With registration drive virtual this spring, Brian Tevlin ’22 reflects on 2019 bone marrow donation
With the Mandi Schwartz Marrow Donor Registration Drive virtual, tables of students ready to sign up potential donors are absent from Cross Campus this spring, but men’s lacrosse captain Brian Tevlin ’22 looked back on his 2019 match with the News.
Courtesy of Yale Athletics
As classes wind down for reading week and students begin to enjoy the May weather, the only things missing from Cross Campus are tables of students ready to register as potentially life-saving bone marrow donors.
After getting involved during high school with Be The Match, an organization operated by the National Marrow Donor Program, or NMDP, men’s lacrosse captain Brian Tevlin ’22 not only helped run registration stations his junior year of high school, but was able to donate his own marrow as a sophomore at Yale. That spring, the donation made him to miss two games, and as the coronavirus forces him and his teammates to miss the 2021 season, he reflected on his experience of donating bone marrow with the News.
“We are put on this earth to give back and lend a helping hand to those in need,” Tevlin said. “I’m grateful that I was given the opportunity to help someone and that my bone marrow matched with someone who needed help.”
Tevlin was inspired to join the Be the Match registry by one of his best friends in high school, whose mother’s life was saved through a donation after she had been previously told that she had no matches in the database. He joined his friends in recruiting their fellow students to register, swabbing the insides of their cheeks to enter the database.
Tevlin explained to the News that he was notified about his match, a man in his 50s from North America, as a sophomore at Yale. He was then asked to have surgery, rather than give through a plasma donation, which Tevlin said was at first “intimidating,” but he reminded himself that “it could very well be [his] dad in this position.”
“After donating blood and having blood drawn for testing on several different occasions leading up to the surgery, everything checked out and I was scheduled to go in,” Tevlin said. “It was a little bit of a process, but keeping in mind why I was doing it made everything that I was asked to do seem trivial compared to what the recipient was going through.”

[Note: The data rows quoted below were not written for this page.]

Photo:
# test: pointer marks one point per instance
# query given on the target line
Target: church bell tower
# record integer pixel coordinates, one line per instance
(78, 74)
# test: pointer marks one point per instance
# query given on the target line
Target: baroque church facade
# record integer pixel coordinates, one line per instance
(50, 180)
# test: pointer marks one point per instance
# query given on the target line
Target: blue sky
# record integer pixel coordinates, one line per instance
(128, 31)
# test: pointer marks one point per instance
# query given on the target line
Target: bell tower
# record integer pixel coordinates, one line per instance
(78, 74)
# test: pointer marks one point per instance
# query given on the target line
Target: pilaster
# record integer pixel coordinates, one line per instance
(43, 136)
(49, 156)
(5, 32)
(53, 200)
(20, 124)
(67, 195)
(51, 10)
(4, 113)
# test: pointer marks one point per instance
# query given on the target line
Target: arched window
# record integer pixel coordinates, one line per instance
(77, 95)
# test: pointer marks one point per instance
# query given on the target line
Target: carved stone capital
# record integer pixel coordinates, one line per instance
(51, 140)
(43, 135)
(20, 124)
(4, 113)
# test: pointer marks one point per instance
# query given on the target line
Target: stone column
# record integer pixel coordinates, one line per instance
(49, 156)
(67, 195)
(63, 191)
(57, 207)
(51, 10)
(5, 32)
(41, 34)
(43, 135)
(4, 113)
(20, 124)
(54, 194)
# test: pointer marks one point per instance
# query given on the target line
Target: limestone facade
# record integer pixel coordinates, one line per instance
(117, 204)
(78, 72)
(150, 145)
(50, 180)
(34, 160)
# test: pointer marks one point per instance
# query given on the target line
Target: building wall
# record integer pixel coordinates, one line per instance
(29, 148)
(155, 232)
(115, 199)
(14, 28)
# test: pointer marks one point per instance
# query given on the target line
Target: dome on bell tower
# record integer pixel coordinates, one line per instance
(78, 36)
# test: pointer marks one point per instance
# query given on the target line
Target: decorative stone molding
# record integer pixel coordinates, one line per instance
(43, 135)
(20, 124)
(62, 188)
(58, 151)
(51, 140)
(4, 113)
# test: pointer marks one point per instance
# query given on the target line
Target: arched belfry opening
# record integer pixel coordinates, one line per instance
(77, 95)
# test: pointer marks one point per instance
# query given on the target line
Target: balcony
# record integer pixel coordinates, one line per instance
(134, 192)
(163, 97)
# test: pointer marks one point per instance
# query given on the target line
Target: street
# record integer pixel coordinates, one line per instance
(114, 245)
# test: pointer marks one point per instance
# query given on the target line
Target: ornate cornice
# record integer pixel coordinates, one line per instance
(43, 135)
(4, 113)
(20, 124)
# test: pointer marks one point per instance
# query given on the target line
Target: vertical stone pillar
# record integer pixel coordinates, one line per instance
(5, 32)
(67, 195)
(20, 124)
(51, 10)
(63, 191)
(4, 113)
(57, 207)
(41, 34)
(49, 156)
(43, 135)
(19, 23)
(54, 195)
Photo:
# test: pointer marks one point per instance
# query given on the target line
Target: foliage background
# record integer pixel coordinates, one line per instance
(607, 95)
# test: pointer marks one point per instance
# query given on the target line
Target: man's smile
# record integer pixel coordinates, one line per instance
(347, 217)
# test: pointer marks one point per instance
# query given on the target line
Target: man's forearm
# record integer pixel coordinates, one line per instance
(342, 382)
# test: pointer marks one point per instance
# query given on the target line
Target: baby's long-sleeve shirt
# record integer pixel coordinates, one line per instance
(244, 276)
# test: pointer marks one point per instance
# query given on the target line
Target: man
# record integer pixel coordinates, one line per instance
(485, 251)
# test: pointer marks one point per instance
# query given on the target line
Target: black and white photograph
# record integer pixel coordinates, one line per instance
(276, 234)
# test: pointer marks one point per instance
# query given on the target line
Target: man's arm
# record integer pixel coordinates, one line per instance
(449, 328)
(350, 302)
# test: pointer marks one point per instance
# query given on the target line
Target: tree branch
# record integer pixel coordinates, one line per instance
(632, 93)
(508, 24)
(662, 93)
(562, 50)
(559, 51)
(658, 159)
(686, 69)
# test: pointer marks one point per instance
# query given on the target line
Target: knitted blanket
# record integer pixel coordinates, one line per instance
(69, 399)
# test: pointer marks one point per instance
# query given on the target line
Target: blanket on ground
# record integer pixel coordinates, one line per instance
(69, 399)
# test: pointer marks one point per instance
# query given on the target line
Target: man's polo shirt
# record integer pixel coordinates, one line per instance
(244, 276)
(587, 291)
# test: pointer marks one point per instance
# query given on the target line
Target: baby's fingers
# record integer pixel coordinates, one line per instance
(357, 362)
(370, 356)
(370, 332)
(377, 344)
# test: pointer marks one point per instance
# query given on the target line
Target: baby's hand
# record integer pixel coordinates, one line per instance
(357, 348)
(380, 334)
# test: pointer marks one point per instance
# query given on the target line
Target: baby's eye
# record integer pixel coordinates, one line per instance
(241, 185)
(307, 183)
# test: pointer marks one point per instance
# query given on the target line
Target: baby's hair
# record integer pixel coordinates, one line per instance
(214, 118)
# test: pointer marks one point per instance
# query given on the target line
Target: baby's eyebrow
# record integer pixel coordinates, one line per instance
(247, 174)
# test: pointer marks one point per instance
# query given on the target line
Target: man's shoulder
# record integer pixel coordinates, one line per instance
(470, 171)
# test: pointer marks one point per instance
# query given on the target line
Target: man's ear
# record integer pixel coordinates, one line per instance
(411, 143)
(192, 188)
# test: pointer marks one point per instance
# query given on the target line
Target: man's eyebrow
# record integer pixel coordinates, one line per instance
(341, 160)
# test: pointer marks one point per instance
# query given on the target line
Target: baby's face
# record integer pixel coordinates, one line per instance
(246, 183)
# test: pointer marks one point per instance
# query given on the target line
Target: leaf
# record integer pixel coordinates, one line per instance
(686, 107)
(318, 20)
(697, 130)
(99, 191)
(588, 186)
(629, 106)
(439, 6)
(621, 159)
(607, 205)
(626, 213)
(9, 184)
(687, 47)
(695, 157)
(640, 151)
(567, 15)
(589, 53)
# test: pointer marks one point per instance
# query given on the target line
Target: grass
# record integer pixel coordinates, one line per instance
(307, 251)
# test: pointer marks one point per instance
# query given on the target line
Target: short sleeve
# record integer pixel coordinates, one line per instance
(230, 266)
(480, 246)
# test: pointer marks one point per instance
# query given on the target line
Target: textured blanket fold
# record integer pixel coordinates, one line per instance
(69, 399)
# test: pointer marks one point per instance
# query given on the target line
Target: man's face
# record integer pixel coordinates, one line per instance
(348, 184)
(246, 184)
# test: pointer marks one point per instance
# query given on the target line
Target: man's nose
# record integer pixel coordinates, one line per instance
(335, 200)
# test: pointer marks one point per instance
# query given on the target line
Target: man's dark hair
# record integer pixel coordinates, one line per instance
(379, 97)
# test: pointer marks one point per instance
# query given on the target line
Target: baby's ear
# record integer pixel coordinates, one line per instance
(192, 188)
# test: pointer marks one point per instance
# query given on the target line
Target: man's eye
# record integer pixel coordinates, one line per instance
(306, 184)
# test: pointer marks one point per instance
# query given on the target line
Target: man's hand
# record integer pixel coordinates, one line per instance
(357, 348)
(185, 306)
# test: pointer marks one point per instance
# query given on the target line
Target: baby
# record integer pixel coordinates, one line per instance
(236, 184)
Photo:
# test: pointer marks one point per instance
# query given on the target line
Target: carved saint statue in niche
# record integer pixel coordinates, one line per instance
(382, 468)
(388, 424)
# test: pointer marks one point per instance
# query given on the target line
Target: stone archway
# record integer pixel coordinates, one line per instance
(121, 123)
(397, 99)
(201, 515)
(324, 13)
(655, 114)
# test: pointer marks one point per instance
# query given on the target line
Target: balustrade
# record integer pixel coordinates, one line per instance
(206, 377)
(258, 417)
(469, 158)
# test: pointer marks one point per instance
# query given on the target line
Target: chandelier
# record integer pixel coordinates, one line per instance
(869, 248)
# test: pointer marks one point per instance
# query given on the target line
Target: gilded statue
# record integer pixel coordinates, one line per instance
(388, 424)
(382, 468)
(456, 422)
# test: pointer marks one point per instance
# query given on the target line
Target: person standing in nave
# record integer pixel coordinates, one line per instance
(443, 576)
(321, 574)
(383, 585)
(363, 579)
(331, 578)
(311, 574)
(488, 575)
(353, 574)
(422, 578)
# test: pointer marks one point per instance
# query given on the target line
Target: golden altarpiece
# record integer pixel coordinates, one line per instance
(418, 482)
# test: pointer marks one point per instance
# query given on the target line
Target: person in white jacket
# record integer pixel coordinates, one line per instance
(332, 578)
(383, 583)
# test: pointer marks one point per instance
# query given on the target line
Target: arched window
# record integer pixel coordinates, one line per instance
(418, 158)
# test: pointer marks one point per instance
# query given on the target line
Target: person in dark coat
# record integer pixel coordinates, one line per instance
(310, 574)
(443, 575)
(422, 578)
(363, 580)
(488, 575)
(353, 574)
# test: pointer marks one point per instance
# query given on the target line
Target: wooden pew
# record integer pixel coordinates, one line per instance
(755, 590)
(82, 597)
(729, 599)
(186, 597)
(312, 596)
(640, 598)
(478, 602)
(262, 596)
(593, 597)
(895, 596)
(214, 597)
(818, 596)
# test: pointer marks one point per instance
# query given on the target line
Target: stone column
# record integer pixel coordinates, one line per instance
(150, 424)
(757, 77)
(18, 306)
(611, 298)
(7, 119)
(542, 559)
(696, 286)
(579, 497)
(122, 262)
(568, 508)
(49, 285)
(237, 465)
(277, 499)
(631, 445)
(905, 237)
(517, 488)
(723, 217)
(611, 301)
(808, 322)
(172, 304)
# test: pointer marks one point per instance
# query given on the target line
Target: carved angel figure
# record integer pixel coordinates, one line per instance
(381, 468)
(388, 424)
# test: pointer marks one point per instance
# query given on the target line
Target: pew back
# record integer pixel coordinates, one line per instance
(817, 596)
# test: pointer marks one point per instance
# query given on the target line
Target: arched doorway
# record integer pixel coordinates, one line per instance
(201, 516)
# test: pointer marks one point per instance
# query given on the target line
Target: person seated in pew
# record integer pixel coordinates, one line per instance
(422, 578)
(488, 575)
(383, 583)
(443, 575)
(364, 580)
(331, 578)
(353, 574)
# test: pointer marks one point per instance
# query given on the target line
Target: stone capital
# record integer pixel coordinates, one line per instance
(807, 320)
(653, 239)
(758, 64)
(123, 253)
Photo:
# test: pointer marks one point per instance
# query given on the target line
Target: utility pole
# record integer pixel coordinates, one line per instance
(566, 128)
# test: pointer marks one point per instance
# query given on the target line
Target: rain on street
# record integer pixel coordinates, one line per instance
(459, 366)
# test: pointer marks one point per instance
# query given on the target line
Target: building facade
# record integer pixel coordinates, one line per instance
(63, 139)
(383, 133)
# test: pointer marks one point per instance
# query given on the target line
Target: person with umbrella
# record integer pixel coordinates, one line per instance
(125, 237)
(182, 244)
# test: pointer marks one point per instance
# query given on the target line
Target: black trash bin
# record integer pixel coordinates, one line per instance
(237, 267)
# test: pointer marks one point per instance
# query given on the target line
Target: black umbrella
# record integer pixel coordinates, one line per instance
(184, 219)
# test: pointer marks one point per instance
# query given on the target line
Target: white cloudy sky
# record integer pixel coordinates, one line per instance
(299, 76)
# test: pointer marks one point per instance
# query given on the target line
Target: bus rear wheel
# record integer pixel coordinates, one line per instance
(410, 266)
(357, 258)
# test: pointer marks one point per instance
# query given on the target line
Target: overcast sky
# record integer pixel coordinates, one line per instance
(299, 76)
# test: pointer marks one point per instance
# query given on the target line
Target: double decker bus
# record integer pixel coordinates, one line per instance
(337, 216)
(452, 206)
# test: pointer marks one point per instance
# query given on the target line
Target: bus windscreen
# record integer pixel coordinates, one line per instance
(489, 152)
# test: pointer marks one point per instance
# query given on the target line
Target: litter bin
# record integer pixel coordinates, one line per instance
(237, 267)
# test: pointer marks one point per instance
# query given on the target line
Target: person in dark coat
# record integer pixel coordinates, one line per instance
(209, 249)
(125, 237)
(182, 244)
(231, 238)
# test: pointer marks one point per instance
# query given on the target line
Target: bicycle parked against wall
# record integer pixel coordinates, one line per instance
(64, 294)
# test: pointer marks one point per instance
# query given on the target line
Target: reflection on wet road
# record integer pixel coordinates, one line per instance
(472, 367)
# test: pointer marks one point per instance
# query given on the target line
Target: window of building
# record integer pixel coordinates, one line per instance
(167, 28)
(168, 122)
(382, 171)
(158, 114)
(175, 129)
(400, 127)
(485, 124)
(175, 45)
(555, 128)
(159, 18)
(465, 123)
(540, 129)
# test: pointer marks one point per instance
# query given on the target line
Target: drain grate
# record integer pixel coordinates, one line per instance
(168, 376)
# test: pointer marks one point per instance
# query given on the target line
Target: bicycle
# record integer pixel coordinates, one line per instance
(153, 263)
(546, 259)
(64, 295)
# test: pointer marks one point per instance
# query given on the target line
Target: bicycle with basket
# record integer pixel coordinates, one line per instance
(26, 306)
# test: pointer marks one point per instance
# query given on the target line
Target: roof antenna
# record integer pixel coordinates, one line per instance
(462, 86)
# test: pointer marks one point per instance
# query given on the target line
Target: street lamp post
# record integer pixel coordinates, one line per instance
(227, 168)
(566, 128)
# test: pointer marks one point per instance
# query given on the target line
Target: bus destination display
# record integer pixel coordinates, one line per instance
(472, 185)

Following the surgery, Tevlin described being “incredibly sore and stiff” for about two to three weeks, which limited his range of motion and made it difficult to return to play on the men’s lacrosse team, which was in the middle of its season.
Tevlin said that he attempted to come back as early as he could to play, which caused his injury to linger longer, but that training staff, such as Yale’s Head Athletic Trainer Jay Cordone, “did an incredible job” in helping him return appropriately and safely.
“I am also grateful that [men’s lacrosse head] coach [Andy] Shay and the team were so understanding,” Tevlin said. “Not once was I discouraged from doing this despite the fact that I would miss meaningful minutes of our season.”
At the time, Shay, who had witnessed Tevlin support the Bulldogs in taking home a national championship as a first year the previous spring, noted that it was “impressive that he came back as fast as he did.”
“My initial reaction was it’s a no brainer, I think you have to do it,” Shay said in a 2019 interview with NBC Connecticut.
Be the Match manages the largest and most diverse marrow registry in the world and works to save lives through pairing marrow donors and patients to facilitate transplants. Within a year of the organization’s first transplant in 1987, over 10,000 people had registered to donate.
While Tevlin continues to support Be The Match and encourage others to sign up, he is not directly involved with the Mandi Schwartz Marrow Donor Registration Drive at Yale.
“It doesn’t take much to join the registry and it could give someone a second chance at life,” Tevlin said. “I am always here to speak to others about my experience and why it is so important to join.”
As part of the nationwide “Get in the Game. Save a Life.” campaign, Yale has partnered with Be The Match to hold a drive in memory of former Yale women’s ice hockey player Mandi Schwartz ’10, who passed away in 2011 from leukemia at the age of 23 after no matching adult donor was found. The drive is virtual this year to eliminate the need for donors to come to Cross Campus to register.
Yale’s Assistant Director of Strategic Communications and Board Member of The Mandi Schwartz Foundation Sam Rubin ’95 said that the department has hosted marrow donor registration drives since 2009.
“To date we have added more than 7,500 people to the Be The Match Registry and saved at least 74 lives through marrow donations in her memory,” Rubin wrote in an email to the News. “Keeping her legacy alive in this way is a great testament to the impact she has had on so many people.”
Because nearly 70 percent of patients do not have a fully matched donor in their family, a greater pool of donors in the Be The Match registry is essential to saving lives. As of May 2020, 106,000 potential donors nationwide have swabbed their cheeks and entered the registry.
The “Get in the Game. Save a Life.” program has led to 621 life-saving transplants as of last May.